雅樹をからかいたかったはずなのに、いつの間にか話の的が自分になってしまっている。悠星は羞恥と焦りで顔をどんどん赤くしていった。
「翔太!それちょっと貸して…」
「どれどれ」
余計なことを雅樹本人からも言われないように隠したかったのに。
翔太からぬいぐるみを奪おうと伸ばした悠星の手を、翔太はうまい具合にするりと抜けて雅樹にぬいぐるみを渡した。悠星は諦めきれずぬいぐるみに手を伸ばすが、雅樹が上手い具合に体を挟んで悠星を退ける。

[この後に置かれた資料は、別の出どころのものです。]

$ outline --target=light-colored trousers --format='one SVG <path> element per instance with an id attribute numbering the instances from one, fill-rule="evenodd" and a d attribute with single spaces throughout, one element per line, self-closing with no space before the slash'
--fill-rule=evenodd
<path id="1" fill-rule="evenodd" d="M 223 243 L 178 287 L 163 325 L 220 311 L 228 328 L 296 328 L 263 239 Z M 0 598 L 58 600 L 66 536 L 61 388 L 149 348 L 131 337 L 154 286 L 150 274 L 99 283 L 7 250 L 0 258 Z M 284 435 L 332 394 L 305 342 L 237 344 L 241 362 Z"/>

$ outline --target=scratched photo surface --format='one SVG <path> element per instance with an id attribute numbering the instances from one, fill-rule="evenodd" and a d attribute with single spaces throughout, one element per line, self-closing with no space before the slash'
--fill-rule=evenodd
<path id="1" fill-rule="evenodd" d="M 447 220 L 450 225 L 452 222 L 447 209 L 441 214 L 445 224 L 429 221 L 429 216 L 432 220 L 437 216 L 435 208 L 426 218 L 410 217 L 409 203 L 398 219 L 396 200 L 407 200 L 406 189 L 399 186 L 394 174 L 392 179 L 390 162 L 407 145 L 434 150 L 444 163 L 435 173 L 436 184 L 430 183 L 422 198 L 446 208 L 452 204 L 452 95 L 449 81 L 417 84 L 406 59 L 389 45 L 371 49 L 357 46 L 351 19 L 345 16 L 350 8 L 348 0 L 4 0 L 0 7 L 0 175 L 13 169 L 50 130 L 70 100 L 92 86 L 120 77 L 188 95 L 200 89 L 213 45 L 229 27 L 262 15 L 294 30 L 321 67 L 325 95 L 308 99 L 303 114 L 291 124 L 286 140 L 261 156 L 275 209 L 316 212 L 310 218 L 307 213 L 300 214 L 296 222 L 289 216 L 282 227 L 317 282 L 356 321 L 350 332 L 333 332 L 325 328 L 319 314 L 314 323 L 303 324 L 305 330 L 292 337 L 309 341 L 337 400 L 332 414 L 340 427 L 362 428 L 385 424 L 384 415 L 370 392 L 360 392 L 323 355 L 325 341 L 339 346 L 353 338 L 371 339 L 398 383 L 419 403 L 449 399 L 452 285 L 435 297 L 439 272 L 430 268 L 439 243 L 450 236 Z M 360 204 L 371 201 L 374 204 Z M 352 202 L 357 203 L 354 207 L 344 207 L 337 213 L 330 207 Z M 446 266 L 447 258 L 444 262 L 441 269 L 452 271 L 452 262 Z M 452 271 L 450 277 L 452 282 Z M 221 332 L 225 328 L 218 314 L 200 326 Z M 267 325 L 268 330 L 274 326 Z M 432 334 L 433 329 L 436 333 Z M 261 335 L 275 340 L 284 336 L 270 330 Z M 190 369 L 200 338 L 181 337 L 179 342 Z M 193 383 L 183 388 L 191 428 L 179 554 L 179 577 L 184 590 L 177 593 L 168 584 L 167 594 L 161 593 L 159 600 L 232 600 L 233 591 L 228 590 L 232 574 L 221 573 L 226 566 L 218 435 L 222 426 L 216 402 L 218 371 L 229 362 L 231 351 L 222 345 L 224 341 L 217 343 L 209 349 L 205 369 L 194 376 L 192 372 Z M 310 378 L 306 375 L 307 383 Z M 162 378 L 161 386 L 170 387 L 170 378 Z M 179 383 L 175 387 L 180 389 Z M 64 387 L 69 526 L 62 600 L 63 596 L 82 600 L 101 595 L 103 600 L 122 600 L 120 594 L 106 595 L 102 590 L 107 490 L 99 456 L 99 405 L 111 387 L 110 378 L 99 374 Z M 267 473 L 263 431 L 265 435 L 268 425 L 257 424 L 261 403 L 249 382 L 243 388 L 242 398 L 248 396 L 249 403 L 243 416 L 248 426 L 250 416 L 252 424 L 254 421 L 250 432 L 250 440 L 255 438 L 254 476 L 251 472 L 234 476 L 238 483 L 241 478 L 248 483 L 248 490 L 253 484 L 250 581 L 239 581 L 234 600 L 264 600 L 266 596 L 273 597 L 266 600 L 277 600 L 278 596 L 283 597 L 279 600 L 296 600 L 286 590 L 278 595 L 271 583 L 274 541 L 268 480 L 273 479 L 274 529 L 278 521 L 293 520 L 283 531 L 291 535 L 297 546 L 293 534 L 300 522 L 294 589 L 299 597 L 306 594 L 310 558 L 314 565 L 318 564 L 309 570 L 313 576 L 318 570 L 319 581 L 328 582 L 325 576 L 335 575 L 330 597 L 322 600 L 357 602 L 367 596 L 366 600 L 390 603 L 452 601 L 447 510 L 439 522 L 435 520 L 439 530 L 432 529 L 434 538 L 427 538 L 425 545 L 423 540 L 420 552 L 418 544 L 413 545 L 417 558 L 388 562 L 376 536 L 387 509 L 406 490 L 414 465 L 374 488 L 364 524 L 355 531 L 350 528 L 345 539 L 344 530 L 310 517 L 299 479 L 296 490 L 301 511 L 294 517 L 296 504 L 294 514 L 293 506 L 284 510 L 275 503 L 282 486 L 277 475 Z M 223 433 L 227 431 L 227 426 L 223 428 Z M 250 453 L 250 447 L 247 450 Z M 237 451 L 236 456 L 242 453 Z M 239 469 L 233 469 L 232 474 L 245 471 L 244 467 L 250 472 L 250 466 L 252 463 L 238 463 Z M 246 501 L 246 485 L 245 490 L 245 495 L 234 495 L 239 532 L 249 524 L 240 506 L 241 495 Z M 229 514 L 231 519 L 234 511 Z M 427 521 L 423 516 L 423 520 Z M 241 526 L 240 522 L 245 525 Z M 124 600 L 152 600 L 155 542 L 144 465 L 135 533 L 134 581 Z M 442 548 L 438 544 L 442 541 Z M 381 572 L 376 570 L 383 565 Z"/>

「まあこれ俺のだし。…俺こんなだらしない顔してるか?」
「少なくとも、会長の時の顔じゃないっすね」
「お前がここまで変わるとしたら悠星しかいないしな」
雅樹の話をしているはずなのに3人の視線が自分に向いていることを感じ、悠星は彼らに背を向けた。
「ふーん……」
その時、のしっと背中に熱が伝わった。ふわっと自分と同じシャンプーの匂いが漂ってくる。自分の顔のすぐ横に雅樹の顔があることが分かり、ますます悠星の顔が熱くなる。
「これ悠星にあげる」
「い、いらねーよ」
吐息がが耳たぶをくすぐる。
「俺に似てるなら悠星が持っててよ」
「だ、からいらねーって…」
低くて優しい声が身体の奥に染み込んでいく。
「どうしても?」
「どう、しても!」
逃げ出そうとした悠星を雅樹がぎゅっと抱きしめて…。
「貰ってくれないなら……ずっとこのままだけど」
「!!」
雅樹を突き飛ばし、耳を抑えてバッと振り返る。おっと、と声を漏らしながら、下を小さく出したままの雅樹がいたずらに悠星を見ていた。
「ほんっと素直だよね」
「う、う、うるせ-な!!」
「ふふ。で、どうする?」
悠星は、目の前に差し出されたぬいぐるみをひったくる。
「………しょうがないから貰ってやる」
にこにこと笑う雅樹を悠星は恨めし気に睨んだ。
…まだ耳を舐められた感覚が消えない。片耳だけごしごしと手で拭いたが、逆に耳が痛くなった。
案の定、ぬいぐるみを貰った事で翔太と亮介にはからかわれたが、その事には一切の黙秘を貫いた。二人もいつもの事だとそれ以上追及もしてくることも無く助かったが、そう割り切られるのも正直複雑だと、やっぱりモヤモヤは残ったままだった。